Andres Rojo Publicado: 23 agosto, 2015

Cuando empiezan a aparecer como principales candidatos a la próxima Presidencia de la República los ex-presidentes Sebastián Piñera y Ricardo Lagos y el ya dos veces postulante Marco Enríquez-Ominami, se empiezan también a escuchar las protestas de algunos respecto a la falta de renovación de la política nacional.

Se habla de la necesidad de un recambio, de una renovación de los liderazgos, de la necesidad de dejar espacio a los jóvenes, y lo que parece ser una protesta válida pierde gran parte de su sentido cuando se constata que son precisamente los jóvenes los que menos concurren a votar.

Entonces, si se trata de tener méritos para llegar al poder, queda claro que existe una marcada incoherencia entre lo que se pretende y lo que se hace para conseguirlo.   Una cosa es querer y otra hacer lo necesario para poder, y eso es algo que se aprende con la edad.

En la queja hay una importante cuota de voluntarismo, y cuando se trata de ganar elecciones no bastan los argumentos ni su validez, sino el trabajo en terreno para captar voluntades y sumar adhesiones.  No son suficientes las utopías si no se hace lo necesario para convertirlas en realidad.

Por otra parte, hay que reconocer que cuando se habla de dar espacio a la juventud, en realidad de lo que se está hablando es que los jóvenes con una postura partidista determinada sean los que lleguen al Gobierno.  Desde ese punto de vista, no se trata entonces que sean los jóvenes los que alcancen el poder sino una cierta corriente partidista, lo que nuevamente le quita validez al argumento de la juventud porque se trataría sólo de una triquiñuela.

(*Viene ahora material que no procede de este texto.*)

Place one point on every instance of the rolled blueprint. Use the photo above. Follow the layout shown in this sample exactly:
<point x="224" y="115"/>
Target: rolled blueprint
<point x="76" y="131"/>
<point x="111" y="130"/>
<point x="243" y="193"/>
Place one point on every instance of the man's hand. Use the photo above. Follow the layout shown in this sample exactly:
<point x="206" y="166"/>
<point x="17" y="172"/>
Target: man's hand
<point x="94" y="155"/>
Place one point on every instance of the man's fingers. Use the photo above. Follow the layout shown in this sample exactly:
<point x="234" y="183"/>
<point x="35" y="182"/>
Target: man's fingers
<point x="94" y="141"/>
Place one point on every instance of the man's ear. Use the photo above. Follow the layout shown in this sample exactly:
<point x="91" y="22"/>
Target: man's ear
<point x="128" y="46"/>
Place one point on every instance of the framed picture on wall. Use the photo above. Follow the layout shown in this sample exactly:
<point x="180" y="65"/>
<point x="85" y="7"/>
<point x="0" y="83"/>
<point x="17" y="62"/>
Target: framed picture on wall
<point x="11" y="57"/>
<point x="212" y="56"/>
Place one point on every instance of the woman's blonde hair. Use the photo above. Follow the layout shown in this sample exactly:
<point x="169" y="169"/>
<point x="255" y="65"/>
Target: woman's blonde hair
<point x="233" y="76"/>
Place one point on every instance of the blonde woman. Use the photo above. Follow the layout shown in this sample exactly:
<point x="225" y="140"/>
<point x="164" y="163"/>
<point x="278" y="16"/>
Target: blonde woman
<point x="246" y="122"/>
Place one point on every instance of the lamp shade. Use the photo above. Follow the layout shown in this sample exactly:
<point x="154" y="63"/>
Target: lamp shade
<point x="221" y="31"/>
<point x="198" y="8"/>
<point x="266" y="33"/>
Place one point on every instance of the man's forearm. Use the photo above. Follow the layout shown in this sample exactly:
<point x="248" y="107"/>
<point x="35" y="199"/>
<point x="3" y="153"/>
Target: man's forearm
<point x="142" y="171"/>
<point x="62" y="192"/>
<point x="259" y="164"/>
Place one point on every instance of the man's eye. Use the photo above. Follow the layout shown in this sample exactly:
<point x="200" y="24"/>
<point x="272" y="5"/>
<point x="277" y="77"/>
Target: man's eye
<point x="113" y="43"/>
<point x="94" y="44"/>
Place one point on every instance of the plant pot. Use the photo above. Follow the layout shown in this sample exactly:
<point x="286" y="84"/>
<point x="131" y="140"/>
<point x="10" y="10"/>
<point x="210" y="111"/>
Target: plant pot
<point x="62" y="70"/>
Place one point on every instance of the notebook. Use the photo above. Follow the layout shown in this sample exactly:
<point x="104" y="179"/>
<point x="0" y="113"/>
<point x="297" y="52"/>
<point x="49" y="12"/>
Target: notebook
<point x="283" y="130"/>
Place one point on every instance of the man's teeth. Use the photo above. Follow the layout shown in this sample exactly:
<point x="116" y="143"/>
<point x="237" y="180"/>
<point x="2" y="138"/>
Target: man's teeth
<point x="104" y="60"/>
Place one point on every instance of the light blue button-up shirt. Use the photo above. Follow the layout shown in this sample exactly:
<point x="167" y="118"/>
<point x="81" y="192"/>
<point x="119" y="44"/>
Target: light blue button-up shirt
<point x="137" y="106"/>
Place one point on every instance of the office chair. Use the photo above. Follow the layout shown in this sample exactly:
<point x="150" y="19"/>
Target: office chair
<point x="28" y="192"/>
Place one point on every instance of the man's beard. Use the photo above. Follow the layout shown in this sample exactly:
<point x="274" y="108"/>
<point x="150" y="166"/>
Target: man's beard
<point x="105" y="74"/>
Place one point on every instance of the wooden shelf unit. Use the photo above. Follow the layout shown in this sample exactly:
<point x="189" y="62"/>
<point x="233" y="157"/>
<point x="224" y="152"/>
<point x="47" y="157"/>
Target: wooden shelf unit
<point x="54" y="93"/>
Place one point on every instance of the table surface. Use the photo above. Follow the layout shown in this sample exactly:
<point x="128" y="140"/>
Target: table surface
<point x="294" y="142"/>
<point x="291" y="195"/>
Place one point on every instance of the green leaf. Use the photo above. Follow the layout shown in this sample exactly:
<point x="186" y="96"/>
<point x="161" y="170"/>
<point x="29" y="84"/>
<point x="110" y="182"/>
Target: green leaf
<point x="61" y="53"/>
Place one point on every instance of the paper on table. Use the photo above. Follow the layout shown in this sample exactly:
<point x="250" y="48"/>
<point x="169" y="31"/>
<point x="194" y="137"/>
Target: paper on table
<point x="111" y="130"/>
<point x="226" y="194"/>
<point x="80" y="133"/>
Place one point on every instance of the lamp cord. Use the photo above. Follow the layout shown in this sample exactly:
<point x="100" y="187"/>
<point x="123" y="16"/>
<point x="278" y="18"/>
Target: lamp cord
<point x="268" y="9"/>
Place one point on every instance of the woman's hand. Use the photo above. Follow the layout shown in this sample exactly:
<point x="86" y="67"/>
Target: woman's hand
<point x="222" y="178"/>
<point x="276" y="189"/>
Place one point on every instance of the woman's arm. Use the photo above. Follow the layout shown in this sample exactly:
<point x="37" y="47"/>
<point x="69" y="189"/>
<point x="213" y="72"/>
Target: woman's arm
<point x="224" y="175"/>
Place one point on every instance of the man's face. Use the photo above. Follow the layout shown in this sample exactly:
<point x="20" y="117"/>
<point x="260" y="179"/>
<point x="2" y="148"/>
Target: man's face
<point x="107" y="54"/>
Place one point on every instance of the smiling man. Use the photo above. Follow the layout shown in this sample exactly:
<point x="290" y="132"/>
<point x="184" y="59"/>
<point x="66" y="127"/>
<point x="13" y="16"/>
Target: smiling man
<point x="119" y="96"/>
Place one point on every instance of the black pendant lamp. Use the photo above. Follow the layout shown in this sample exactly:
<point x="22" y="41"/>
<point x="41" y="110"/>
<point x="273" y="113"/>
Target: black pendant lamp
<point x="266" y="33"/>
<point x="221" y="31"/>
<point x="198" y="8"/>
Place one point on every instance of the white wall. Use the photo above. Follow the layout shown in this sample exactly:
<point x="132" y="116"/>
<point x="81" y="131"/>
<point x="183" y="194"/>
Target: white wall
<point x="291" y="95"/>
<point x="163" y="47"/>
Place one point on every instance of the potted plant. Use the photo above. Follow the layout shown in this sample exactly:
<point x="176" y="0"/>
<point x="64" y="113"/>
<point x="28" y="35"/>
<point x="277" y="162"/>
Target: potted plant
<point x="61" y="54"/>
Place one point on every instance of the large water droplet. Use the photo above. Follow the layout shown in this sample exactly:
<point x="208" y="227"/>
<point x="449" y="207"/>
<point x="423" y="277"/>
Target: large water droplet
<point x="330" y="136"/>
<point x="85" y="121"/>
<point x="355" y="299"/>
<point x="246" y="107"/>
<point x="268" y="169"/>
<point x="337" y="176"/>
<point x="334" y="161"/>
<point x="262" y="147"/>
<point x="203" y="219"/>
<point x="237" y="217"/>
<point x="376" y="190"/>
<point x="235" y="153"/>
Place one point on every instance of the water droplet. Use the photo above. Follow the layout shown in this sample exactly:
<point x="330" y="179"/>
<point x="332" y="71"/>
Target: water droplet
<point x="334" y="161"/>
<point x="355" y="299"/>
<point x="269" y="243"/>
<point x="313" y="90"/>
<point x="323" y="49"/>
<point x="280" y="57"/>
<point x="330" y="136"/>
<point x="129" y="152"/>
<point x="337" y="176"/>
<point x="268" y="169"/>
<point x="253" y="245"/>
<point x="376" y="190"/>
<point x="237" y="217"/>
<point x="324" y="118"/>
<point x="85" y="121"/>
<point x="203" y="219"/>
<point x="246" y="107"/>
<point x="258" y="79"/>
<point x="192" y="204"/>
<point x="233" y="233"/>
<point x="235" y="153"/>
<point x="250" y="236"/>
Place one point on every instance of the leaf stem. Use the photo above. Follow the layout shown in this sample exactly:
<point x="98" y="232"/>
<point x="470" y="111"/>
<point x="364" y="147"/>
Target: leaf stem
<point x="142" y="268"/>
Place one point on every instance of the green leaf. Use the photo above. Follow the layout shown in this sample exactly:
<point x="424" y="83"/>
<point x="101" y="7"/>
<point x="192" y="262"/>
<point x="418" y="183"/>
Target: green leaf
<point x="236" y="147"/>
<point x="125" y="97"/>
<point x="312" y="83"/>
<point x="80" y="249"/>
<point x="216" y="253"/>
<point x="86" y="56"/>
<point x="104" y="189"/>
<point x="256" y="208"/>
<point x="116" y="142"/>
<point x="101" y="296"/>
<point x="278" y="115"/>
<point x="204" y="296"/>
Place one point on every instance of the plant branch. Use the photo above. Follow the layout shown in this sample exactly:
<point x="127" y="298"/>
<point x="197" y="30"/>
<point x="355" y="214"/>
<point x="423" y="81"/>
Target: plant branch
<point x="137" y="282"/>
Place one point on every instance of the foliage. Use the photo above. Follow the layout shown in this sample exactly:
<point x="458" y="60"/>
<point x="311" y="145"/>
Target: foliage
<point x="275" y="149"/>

Otro asunto que hay que mencionar es que el recambio no es necesariamente generacional, sino que se trata de una renovación de nombres, sobre todo cuando existe una alta frustración de la ciudadanía respecto de la gestión de quienes han estado al frente de la actividad política, tanto en el gobierno como en la oposición, hace un cuarto de siglo.  Los partidos no solo no están cumpliendo a cabalidad su rol de formación de nuevos cuadros, sino que además parecen bloquear el surgimiento de nuevos liderazgos.   Los jóvenes reclaman -y cuando se habla de jóvenes es fácil poner la barrera en los 40 años de edad- pero se les responde que no se han abierto los espacios por sí mismos.

Por su parte, los que votan y se enfrentan al dilema entre la experiencia y la renovación, han optado hasta ahora por la experiencia.  Son votantes mayores y a ellos no parece importarles mucho el argumento de la juventud.   Si los jóvenes no concurren a votar, serán ellos los que tomen la decisión respecto de las próximas autoridades.